Maggie coughed out a laugh. It was so without warning that her stomach kind of clenched. The sensation wasn’t in any way uncomfortable but it made her feel off kilter all the same. She crossed her arms low over her belly.

‘If you’re even thinking about putting this painting on your toilet wall, Tom Campbell, the deal’s off.’

‘Fine,’ he said. ‘Okay. Though more people would get to enjoy it there than anywhere else in my house.’

He turned to face her so quickly she hoped he didn’t realise she had been staring at him rather than the subject of their conversation. She glanced away quickly, but not before she’d noticed the solid crease appear above the corner of his mouth.

‘I’m kind of glad my agent won’t get to see this one,’ she admitted.

‘You have an agent?’

She faced him fully and glared. ‘I thought we had decided you thought I was talented.’

He laughed, his eyes creasing, every part of him seeming to overflow with amusement. Beneath her crossed arms it now felt as though her stomach had flipped all the way over.

‘Sorry,’ he said, his eyes dancing. ‘Of course we had. That came out wrong. It’s just that we get painters out here all the time. In summer they line the beaches, painting beach huts and sunsets over Sorrento. But I just never knew anybody personally who’d actually sold anything.’

Maggie shrugged. ‘Well, now you do.’

Tom nodded, kept watching her, and she felt the word personally dig into her mind and take hold. She let her arms drop, then began twirling the paintbrush again to give herself something to do with her suddenly nervy hands.

‘How do you do that?’ he asked, shifting closer and glancing at her hand.

‘It’s easy,’ she said. ‘Much easier than actually painting, therefore one of the all-time great distractions.’

He held out a hand. ‘Show me how?’

Maggie stopped twirling, clamping the wood into a closed fist. She dropped the brush into Tom’s open palm, careful not to let her fingers touch his.

He looked down the barrel of the brush for any aerodynamic imperfections, weighed it in his palm, then held it between his forefinger and his thumb, swinging it back and forth, as though the brush would give into his mighty will and perform the trick on its own.

‘It’s physically impossible,’ he finally said. ‘It’s too long to fit between the gaps in my fingers.’

‘Oh, rubbish.’ Maggie plucked a larger brush from her stash and tucked it between her first and middle fingers. ‘It has nothing to do with physics and everything to do with faith.’
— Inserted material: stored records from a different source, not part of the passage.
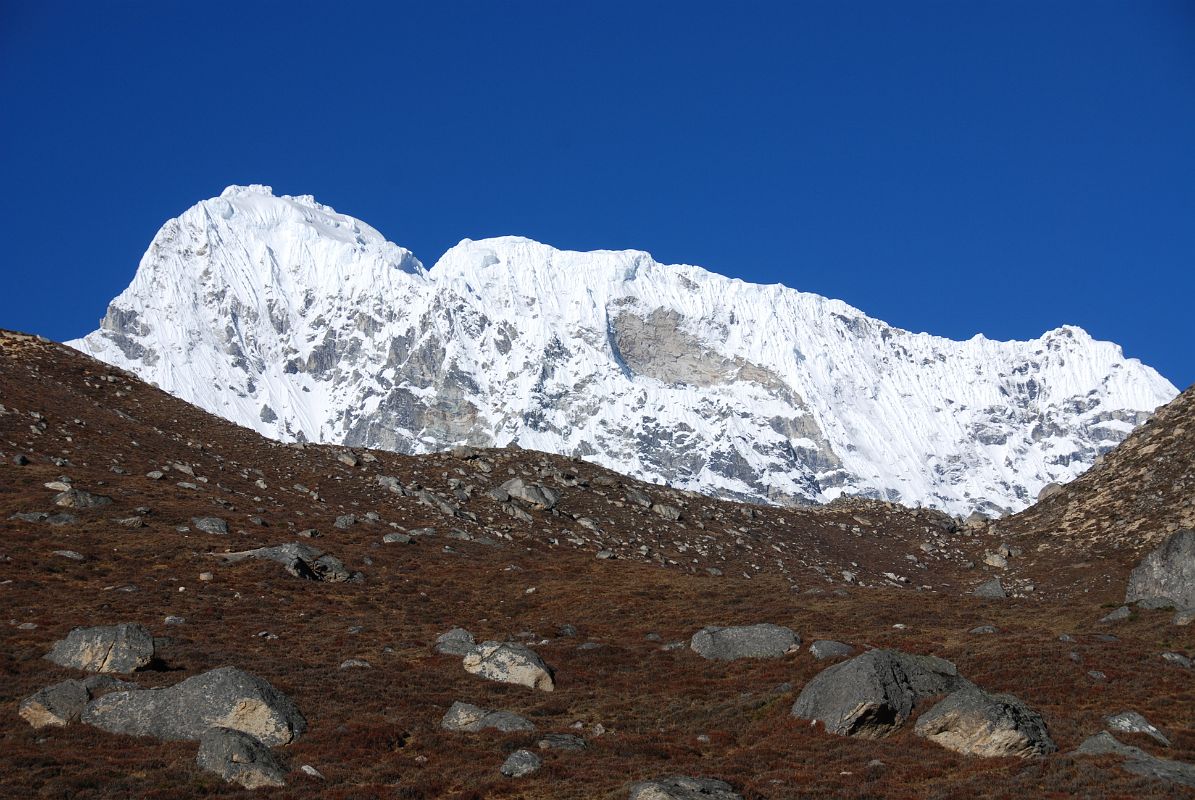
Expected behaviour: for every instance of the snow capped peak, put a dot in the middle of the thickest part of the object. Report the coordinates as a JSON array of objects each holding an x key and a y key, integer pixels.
[
  {"x": 302, "y": 323},
  {"x": 251, "y": 189}
]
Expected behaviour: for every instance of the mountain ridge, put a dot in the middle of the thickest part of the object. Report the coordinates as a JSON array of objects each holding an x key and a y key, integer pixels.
[{"x": 323, "y": 330}]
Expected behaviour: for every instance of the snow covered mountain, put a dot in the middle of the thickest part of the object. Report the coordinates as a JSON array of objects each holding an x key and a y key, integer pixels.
[{"x": 306, "y": 324}]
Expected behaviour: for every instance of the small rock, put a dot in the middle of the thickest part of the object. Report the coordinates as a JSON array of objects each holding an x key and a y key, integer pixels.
[
  {"x": 682, "y": 787},
  {"x": 1133, "y": 722},
  {"x": 991, "y": 590},
  {"x": 509, "y": 663},
  {"x": 763, "y": 640},
  {"x": 239, "y": 758},
  {"x": 80, "y": 499},
  {"x": 473, "y": 719},
  {"x": 1177, "y": 658},
  {"x": 521, "y": 763},
  {"x": 226, "y": 696}
]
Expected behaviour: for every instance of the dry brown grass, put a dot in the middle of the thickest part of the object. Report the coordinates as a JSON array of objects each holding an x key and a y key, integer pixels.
[{"x": 374, "y": 733}]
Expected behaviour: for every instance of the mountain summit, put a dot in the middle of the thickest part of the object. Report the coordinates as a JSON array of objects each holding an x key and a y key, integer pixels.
[{"x": 305, "y": 324}]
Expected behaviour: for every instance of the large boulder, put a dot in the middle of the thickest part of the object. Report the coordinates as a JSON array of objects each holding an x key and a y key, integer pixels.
[
  {"x": 532, "y": 494},
  {"x": 104, "y": 648},
  {"x": 974, "y": 722},
  {"x": 874, "y": 694},
  {"x": 473, "y": 719},
  {"x": 681, "y": 787},
  {"x": 239, "y": 758},
  {"x": 509, "y": 663},
  {"x": 1169, "y": 572},
  {"x": 521, "y": 763},
  {"x": 63, "y": 702},
  {"x": 299, "y": 560},
  {"x": 761, "y": 641},
  {"x": 80, "y": 499},
  {"x": 225, "y": 697},
  {"x": 457, "y": 641},
  {"x": 1137, "y": 761}
]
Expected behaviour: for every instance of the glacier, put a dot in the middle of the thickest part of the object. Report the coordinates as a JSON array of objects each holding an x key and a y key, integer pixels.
[{"x": 305, "y": 324}]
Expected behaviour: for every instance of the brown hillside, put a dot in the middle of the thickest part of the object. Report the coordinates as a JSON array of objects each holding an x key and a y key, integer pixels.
[{"x": 374, "y": 732}]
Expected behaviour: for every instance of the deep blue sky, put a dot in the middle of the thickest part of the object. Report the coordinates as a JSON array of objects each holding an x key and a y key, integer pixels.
[{"x": 958, "y": 168}]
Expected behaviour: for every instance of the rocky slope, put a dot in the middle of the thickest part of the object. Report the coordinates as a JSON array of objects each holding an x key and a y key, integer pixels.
[
  {"x": 167, "y": 511},
  {"x": 306, "y": 324}
]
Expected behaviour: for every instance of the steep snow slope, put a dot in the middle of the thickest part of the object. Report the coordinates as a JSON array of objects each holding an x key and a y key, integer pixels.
[{"x": 302, "y": 323}]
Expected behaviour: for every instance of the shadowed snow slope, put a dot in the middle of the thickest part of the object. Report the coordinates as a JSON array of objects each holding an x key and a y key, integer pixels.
[{"x": 306, "y": 324}]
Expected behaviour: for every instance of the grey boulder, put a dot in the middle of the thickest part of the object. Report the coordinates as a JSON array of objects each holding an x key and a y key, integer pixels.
[
  {"x": 681, "y": 787},
  {"x": 991, "y": 590},
  {"x": 974, "y": 722},
  {"x": 1137, "y": 761},
  {"x": 457, "y": 641},
  {"x": 239, "y": 758},
  {"x": 473, "y": 719},
  {"x": 80, "y": 499},
  {"x": 825, "y": 648},
  {"x": 532, "y": 494},
  {"x": 509, "y": 663},
  {"x": 1169, "y": 572},
  {"x": 104, "y": 648},
  {"x": 299, "y": 560},
  {"x": 63, "y": 702},
  {"x": 874, "y": 694},
  {"x": 210, "y": 525},
  {"x": 225, "y": 697},
  {"x": 761, "y": 641}
]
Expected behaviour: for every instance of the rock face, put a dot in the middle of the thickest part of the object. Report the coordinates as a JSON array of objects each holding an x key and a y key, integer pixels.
[
  {"x": 991, "y": 590},
  {"x": 761, "y": 641},
  {"x": 326, "y": 331},
  {"x": 1139, "y": 762},
  {"x": 1133, "y": 722},
  {"x": 224, "y": 697},
  {"x": 521, "y": 763},
  {"x": 1169, "y": 572},
  {"x": 239, "y": 758},
  {"x": 872, "y": 694},
  {"x": 80, "y": 499},
  {"x": 974, "y": 722},
  {"x": 104, "y": 648},
  {"x": 509, "y": 663},
  {"x": 472, "y": 719},
  {"x": 532, "y": 494},
  {"x": 681, "y": 787},
  {"x": 63, "y": 702},
  {"x": 299, "y": 560}
]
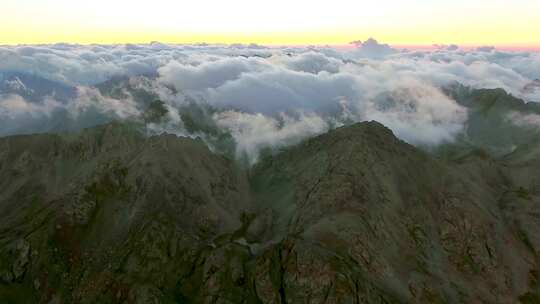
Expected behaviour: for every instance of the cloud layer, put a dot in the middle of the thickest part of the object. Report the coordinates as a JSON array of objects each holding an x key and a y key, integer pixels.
[{"x": 263, "y": 97}]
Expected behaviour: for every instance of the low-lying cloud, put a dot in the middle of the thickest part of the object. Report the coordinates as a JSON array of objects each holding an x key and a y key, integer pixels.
[{"x": 263, "y": 97}]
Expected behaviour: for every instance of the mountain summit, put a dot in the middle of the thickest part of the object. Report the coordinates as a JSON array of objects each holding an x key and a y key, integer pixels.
[{"x": 355, "y": 215}]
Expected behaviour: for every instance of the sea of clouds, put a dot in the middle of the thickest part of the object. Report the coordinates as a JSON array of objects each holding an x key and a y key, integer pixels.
[{"x": 264, "y": 97}]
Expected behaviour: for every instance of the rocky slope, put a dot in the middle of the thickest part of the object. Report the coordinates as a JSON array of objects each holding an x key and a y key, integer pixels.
[{"x": 351, "y": 216}]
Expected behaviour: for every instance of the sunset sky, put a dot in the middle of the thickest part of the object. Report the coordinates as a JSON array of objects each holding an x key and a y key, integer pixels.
[{"x": 415, "y": 22}]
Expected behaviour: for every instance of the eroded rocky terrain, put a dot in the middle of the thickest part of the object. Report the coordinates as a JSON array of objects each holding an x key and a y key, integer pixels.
[{"x": 355, "y": 215}]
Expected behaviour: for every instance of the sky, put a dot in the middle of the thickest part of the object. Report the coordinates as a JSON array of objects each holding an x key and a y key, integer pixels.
[{"x": 501, "y": 23}]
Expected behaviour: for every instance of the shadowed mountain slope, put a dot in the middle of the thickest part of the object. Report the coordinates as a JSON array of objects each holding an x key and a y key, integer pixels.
[{"x": 351, "y": 216}]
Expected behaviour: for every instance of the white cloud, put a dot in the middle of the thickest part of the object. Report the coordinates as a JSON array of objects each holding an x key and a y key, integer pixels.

As she’d done a hundred times before when art students had asked her the same thing, she looked him in the eye and waited until all of his attention was focused there. Okay, so maybe that wasn’t her brightest idea. For some reason his hazel eyes did things to her insides that art students’ eyes never had. Her hand began to shake.

Better to get it over with then, she thought. She took a shallow breath and started to spin.